Ten silnik typu Diesel jest tak dobry, że był oferowany w niemal niezmienionej formie od 2004 roku, kiedy Jaguar i Land Rover należały jeszcze do Forda. Jednostka napędzała Forda F-150, ale niestety – amerykański producent będzie musiał wycofać ją z produkcji. 

ford-f-150-diesel-v6-turbo
Podaj dalej

Pickup bez Diesla? Ale jak to?

Opracowany przez brytyjskie ramię  Forda silnik typu Diesel miał bardzo silną konkurencję. Między innymi EcoDiesel V6 w RAM 1500, czy 3-litrowy Duramax w Chevrolecie Silverado 1500. Obecnie jednostka generowała 250 KM i dysponowała momentem obrotowym w wysokości 597 Nm. Niestety, musimy ją pożegnać. 

Ford poinformował, że w najbliższej przyszłości ten silnik typu Diesel zniknie z jego oferty. Wszystko dlatego, że zostali wyparci przez Stellantis i General Motors. Co gorsza, dla pozornie archaicznego turbodiesla, nawet EcoBoost V6 ma większą moc. Nie mówiąc już o hybrydzie, która ma 773 Nm. 

3-litrowy Diesel „Power Stroke” w cyklu mieszanym pali 10,2 l/100 km, co jest jego największą wadą. Przy rosnących cenach paliw, wyższej cenie oleju napędowego niż benzyny i ogólnie pojętej ekologii, nie możemy się dziwić, że przyszłość tego Diesla stoi pod znakiem zapytania. 

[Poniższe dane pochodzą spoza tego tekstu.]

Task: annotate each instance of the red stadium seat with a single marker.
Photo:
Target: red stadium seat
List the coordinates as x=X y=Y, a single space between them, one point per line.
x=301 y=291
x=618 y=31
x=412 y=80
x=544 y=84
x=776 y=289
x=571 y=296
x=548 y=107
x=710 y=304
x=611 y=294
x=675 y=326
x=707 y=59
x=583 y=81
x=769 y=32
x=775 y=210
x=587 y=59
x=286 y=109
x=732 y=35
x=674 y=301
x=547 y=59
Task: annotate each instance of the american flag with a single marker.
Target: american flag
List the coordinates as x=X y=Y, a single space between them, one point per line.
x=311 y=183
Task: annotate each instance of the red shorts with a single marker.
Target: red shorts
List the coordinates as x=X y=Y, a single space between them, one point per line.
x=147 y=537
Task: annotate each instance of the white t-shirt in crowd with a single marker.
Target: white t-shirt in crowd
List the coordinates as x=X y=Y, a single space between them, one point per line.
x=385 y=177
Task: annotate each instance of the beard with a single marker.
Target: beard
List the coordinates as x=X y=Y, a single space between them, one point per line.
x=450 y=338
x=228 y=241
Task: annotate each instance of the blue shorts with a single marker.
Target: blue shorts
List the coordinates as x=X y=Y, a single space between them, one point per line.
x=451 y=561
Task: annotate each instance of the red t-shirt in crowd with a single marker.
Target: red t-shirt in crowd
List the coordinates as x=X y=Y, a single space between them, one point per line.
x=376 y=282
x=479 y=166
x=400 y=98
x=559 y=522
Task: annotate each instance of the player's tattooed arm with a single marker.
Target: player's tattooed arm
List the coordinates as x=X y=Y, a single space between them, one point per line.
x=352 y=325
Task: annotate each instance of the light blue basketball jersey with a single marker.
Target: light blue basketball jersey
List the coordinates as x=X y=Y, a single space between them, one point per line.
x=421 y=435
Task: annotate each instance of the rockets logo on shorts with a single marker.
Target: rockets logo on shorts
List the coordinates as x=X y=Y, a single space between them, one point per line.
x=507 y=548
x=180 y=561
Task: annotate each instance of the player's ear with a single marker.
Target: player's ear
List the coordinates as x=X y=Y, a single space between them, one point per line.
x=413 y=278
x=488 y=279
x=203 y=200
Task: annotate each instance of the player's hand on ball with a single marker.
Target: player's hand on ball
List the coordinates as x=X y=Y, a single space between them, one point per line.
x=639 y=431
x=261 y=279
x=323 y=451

Droższy, bardziej paliwożerny

Na domiar złego silnik ten jest o 2000 zł droższy w zakupie niż PowerBoost. Oczywiście, można do niego dorzucić większy zbiornik paliwa, ale to nie zmieni faktu, że podróżowanie z jego pomocą będzie po prostu drogie. 

Diesel V6 wciąż jest popularny wśród klientów, jednak Ford stawia wszystkie swoje konie na… elektryczność. F-150 Lightning dopiero co zadebiutował i otrzymał dwusilnikowy układ napędowy. Jeśli pickupy zaczynają obchodzić się bez silników typu Diesel, to jest to jasny sygnał, że przyszłość tych silników nie rysuje się w różowych barwach.